A contract assignment allows you to evaluate candidates you’re unsure about. If they’re right for your team, extend a permanent offer. But before you get down on one knee, you need to know if the assignment was a fling or the real thing. Just like dating before marriage, here’s why you should consider a temp-to-hire strategy:
You can make sure it’s a match
In the world of dating, the first few weeks are full of excitement, but you’re probably a bundle of nerves. Both parties are putting their best foot forward, turning on the charm and figuring each other out. The same story applies to the business world.
You’ll want to learn as much about the other person as you can, and make sure they’ll still be right down the road. To prevent getting “catfished” by the candidate, evaluate their performance in real time as they tackle challenges. Resumes and interviews are great, but nothing beats authentic action and wrestling real workplace issues. Do the temporary employee’s skill sets align with company needs? Look for temporary staff that meet every deadline, over-deliver and over-communicate to make sure they excel in everything they do.

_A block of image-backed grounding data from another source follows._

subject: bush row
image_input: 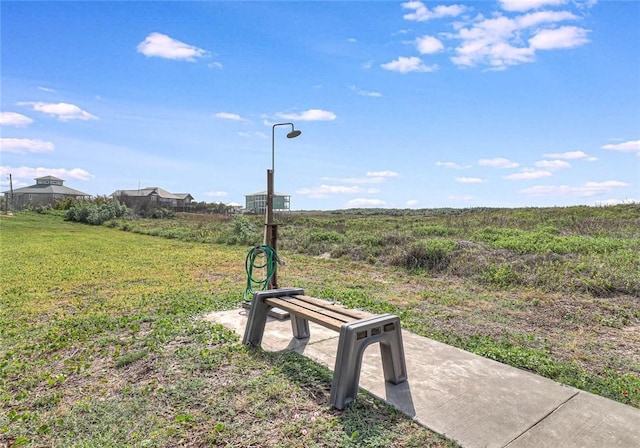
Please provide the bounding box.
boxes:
[65,200,129,225]
[100,207,640,297]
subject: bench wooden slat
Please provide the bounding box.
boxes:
[289,295,374,320]
[269,296,362,326]
[265,297,345,331]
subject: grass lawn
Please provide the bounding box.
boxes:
[111,206,640,408]
[1,213,454,447]
[2,206,639,446]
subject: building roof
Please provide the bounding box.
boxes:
[112,187,193,201]
[174,193,194,200]
[36,175,64,182]
[4,183,90,196]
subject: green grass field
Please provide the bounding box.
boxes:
[2,206,639,446]
[0,213,454,447]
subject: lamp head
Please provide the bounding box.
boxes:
[287,129,302,139]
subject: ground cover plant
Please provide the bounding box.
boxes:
[2,205,638,445]
[0,212,454,447]
[108,204,640,406]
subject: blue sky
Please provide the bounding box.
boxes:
[1,0,639,210]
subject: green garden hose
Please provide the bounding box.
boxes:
[243,245,280,301]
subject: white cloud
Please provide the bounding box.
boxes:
[450,10,587,70]
[456,177,486,183]
[478,157,519,168]
[529,26,590,50]
[416,35,445,54]
[575,0,598,10]
[436,161,472,169]
[602,140,640,154]
[345,198,388,208]
[381,56,438,73]
[321,171,398,186]
[0,138,54,154]
[504,169,552,180]
[18,102,97,121]
[137,32,209,62]
[520,180,629,197]
[37,86,56,93]
[499,0,567,12]
[215,112,247,122]
[237,131,267,139]
[0,166,93,181]
[205,191,228,197]
[296,184,365,198]
[0,112,33,127]
[348,37,357,43]
[402,2,469,22]
[406,199,419,207]
[516,11,578,28]
[367,170,399,178]
[534,160,571,170]
[451,16,534,69]
[392,0,591,72]
[349,86,382,97]
[543,150,597,161]
[208,61,223,69]
[275,109,336,121]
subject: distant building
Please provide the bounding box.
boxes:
[2,175,90,210]
[245,191,290,214]
[227,202,243,213]
[111,187,194,212]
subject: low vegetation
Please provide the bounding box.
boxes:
[1,205,638,446]
[0,212,453,447]
[65,199,128,225]
[114,205,640,297]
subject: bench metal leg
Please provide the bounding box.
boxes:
[242,288,305,347]
[330,314,408,410]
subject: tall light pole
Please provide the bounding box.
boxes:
[265,122,301,288]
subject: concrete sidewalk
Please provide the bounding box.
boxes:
[204,308,640,448]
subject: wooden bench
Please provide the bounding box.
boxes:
[242,288,408,409]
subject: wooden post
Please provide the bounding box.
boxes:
[265,169,278,288]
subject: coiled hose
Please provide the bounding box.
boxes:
[243,245,280,301]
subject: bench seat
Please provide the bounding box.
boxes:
[265,294,373,332]
[242,288,408,409]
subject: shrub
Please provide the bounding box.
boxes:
[65,200,128,225]
[53,197,78,210]
[390,239,455,272]
[414,224,458,237]
[216,215,262,246]
[308,230,345,243]
[474,226,629,254]
[352,233,386,247]
[480,264,520,288]
[146,207,175,219]
[382,231,414,246]
[34,205,52,214]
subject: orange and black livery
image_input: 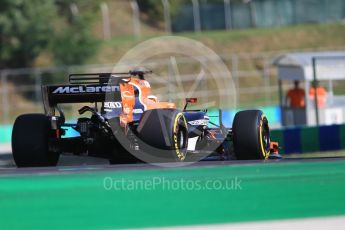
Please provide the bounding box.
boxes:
[11,67,280,167]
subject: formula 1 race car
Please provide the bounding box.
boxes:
[12,68,279,167]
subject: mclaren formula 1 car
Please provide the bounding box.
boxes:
[12,68,279,167]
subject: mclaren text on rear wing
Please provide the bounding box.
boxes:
[41,73,127,116]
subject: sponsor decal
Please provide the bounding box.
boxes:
[52,86,120,94]
[133,108,144,114]
[188,119,209,126]
[104,102,122,109]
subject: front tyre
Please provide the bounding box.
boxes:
[232,110,270,160]
[12,114,60,167]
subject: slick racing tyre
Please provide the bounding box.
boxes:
[232,110,270,160]
[137,109,188,162]
[12,114,60,167]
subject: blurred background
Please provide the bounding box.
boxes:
[1,0,345,154]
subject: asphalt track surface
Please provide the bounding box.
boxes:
[1,152,345,229]
[0,151,344,175]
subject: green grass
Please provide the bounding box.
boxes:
[1,160,345,229]
[95,22,345,63]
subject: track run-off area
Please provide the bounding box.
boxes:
[1,156,345,229]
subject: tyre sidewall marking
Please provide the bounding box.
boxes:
[259,114,269,159]
[173,113,187,161]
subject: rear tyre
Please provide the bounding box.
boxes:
[12,114,60,167]
[232,110,270,160]
[137,109,188,162]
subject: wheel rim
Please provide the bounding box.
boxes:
[177,120,187,149]
[179,129,184,147]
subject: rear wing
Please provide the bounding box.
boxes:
[42,73,129,116]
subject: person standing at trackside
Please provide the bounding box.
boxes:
[286,80,305,108]
[309,81,327,108]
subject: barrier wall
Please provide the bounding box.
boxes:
[271,124,345,154]
[0,125,12,144]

In addition, a temp-to-hire strategy will give you clarity on whether the person aligns with company culture. Does their personality mesh with your team? Do they radiate positivity, or perpetuate pessimism? Pay attention to your temporary employee’s communication, adaptability and interpersonal skills. Like dating, these will be key ingredients to evaluate the success of the relationship long-term.
Low risk, high reward
Dating before marriage significantly drops the likelihood of divorce, according to Psychology Today. If you’re grappling whether it’s a good idea to hire a candidate full-time, take notes from romantic relationships. Divorce can be tricky, (not to mention pricy), and so can turnover.
According to SHRM, turnover can cost an organization nearly 60 percent of an employee’s annual salary. A temp-to-hire strategy can reduce this risk. If the needs of your organization change after the temporary assignment, or you realize the employee won’t be a good fit, there’s no need to extend a permanent offer.
On the flip side, if the employee excels in their role, goes above and beyond and builds strong relationships with your staff, you may decide to tie the knot.
When you identify the right person to convert full time, the honeymoon phase should be a breeze. This employee already knows your unique business practices and culture from their temporary assignment. Temporary employees who realize your company is special, put in the effort and are excited about the future will lead to lasting relationships. Why not make a short-term contract a happily ever after?